Thomas R. Koll wrote:
On Mon, Sep 13, 2004 at 08:09:00AM +0200, Erik Moeller
wrote:
..even though it knows about them. Daniel Brandt
explains the problem
here:
http://www.google-watch.org/dying.html
Of course that article is hyperbole, but you can see the problem if you
search for articles on Wikipedia that do not include the word "MediaWiki"
(which occurs on every page), e.g.:
http://www.google.com/search?q=site%3Aen.wikipedia.org+-mediawiki
This lists the pages on
en.wikipedia.org that are not indexed, presently
255,000 (Google apparently has a list of URLs with no associated content).

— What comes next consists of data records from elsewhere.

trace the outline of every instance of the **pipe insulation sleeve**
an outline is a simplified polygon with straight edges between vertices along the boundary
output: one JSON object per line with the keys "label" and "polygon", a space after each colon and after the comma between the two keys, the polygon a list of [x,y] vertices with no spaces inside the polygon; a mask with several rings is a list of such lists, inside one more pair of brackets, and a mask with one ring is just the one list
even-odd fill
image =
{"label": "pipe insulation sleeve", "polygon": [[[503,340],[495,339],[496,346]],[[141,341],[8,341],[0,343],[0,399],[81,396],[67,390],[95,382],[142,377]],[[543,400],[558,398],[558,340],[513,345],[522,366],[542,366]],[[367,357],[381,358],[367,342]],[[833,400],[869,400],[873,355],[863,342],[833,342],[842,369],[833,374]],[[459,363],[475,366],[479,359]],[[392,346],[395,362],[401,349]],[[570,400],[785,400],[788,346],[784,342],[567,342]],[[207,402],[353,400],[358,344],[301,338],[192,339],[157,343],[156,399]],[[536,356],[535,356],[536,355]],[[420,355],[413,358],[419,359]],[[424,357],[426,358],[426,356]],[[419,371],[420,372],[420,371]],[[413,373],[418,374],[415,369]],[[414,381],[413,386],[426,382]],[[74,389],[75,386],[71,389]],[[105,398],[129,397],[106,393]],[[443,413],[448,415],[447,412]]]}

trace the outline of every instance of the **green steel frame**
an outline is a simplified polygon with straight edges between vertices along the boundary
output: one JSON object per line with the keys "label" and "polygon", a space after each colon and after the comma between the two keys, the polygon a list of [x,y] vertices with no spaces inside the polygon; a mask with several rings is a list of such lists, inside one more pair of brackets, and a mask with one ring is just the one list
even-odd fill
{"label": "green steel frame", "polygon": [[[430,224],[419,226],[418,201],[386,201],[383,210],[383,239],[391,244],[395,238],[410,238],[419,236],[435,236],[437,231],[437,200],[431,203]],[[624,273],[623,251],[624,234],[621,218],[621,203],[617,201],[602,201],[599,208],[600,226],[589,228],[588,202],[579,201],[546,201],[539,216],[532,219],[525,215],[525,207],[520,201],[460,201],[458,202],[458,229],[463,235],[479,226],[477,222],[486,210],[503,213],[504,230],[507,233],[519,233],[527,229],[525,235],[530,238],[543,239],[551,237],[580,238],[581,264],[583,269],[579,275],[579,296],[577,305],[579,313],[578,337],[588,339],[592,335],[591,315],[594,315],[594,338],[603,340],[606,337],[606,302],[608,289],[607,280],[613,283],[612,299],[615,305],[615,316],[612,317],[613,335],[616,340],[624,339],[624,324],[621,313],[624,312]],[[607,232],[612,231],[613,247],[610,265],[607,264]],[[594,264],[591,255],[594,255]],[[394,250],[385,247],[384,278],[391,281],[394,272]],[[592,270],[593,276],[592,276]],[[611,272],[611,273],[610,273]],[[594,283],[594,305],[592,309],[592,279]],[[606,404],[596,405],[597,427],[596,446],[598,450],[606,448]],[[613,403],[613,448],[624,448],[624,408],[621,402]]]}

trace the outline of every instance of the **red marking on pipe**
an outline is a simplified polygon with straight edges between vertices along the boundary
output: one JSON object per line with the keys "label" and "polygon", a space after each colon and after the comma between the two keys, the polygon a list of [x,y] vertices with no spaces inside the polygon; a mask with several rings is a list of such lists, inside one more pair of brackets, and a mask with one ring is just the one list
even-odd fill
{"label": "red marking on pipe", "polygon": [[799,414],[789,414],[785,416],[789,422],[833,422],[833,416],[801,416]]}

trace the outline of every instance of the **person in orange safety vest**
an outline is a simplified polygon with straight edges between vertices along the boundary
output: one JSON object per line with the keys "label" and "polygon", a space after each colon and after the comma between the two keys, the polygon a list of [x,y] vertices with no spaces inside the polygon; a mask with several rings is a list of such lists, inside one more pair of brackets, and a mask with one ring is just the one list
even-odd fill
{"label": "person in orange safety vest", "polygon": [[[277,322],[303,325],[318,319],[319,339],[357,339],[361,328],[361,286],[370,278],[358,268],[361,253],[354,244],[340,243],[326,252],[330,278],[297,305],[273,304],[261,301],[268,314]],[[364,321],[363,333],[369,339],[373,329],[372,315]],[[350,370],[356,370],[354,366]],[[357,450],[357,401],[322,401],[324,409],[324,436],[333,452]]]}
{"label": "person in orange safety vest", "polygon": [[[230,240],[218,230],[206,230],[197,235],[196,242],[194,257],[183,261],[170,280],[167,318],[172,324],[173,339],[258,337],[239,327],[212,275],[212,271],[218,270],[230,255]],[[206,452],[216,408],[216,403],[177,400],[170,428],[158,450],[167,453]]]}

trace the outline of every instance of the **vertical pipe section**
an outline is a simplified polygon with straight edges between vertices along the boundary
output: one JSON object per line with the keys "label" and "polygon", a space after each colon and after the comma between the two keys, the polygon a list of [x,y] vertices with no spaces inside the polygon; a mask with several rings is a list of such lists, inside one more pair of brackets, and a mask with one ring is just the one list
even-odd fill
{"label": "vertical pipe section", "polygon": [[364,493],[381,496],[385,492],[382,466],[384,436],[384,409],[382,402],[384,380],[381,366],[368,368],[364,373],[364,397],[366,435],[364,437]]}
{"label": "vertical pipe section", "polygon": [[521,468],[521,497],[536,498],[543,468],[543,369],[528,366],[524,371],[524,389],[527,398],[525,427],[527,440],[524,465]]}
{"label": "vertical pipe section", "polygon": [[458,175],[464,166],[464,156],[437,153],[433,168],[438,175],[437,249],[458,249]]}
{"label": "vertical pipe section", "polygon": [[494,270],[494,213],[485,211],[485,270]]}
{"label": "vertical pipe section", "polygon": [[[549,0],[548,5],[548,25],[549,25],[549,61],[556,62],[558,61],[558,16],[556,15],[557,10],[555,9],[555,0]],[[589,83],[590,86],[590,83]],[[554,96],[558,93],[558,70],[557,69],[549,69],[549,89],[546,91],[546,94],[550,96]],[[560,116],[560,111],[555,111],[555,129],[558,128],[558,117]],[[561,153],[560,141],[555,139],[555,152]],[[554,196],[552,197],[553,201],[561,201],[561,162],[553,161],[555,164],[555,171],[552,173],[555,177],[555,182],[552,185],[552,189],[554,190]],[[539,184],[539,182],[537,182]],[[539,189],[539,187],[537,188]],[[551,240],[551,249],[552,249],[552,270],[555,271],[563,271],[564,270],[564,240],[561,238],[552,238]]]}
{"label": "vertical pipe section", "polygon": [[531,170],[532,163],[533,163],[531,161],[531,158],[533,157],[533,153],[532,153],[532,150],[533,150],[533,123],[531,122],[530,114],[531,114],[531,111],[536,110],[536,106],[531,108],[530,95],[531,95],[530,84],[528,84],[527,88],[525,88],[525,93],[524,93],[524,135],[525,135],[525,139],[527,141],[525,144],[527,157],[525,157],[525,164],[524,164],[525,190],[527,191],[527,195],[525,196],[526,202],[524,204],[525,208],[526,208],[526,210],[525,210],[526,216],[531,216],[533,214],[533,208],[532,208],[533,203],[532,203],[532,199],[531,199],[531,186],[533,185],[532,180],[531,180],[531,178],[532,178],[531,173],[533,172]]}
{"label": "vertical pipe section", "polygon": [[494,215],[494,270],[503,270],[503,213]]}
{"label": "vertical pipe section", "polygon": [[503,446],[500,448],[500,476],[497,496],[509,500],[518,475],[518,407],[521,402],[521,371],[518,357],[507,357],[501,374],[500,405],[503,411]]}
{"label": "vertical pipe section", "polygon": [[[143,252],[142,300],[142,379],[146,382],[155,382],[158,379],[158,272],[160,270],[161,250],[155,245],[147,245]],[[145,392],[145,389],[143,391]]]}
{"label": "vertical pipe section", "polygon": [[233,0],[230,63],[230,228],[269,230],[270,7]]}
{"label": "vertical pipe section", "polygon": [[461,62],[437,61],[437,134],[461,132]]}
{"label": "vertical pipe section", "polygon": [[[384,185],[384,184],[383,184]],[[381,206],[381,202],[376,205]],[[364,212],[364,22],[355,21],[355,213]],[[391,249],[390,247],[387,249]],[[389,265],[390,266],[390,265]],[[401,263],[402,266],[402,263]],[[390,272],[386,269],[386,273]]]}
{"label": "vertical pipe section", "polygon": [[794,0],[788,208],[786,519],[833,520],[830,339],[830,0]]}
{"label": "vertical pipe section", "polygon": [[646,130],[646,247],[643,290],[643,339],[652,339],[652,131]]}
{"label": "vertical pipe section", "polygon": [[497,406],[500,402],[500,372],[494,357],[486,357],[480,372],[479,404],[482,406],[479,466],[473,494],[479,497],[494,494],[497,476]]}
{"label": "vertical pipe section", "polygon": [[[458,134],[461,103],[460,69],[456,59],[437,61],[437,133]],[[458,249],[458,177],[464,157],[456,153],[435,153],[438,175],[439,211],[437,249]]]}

That includes dynamic URLs, redirects and other duplicates, but it also
includes many pages that should be indexed. E.g. if I search for the text
of the English article "Potassium", I currently get plenty of mirrors, but
not Wikipedia itself.
I have a few questions, which someone with more Google-Fu than I may be
able to answer:
1) Why exactly doesn't Google index these articles?
first look at our robots.txt that will show you that edit-pages and such
aren't allowed to be searched. That's good so. The real articles that are
listed are mostly brand-new or badly-linked from other articles.
ciao, tom
When you look for [[nl:Oostvaardersplassen]] in Google you will not find
it. Using the wikipedia google search for it. You will however find an
entry for
<http://nl.wikipedia.org/wiki/Oostvaardersplassen> which is the article
in question however the format should have been like:
Oostvaardersplassen - Wikipedia NL <http://nl.wikipedia.org/wiki/Veluwe>
In the local ratings among the articles that contain the word
"Oostvaardersplassen" it has a low rating even though it is *the*
article about the subject.
This article is not new, there are no problems with the linking that I
can see. It has 39 references and was started on 21 jan 2004.
This information is just to show that there ARE problems with Google and
that it is not just with new and badly linked articles.
Thanks,
GerardM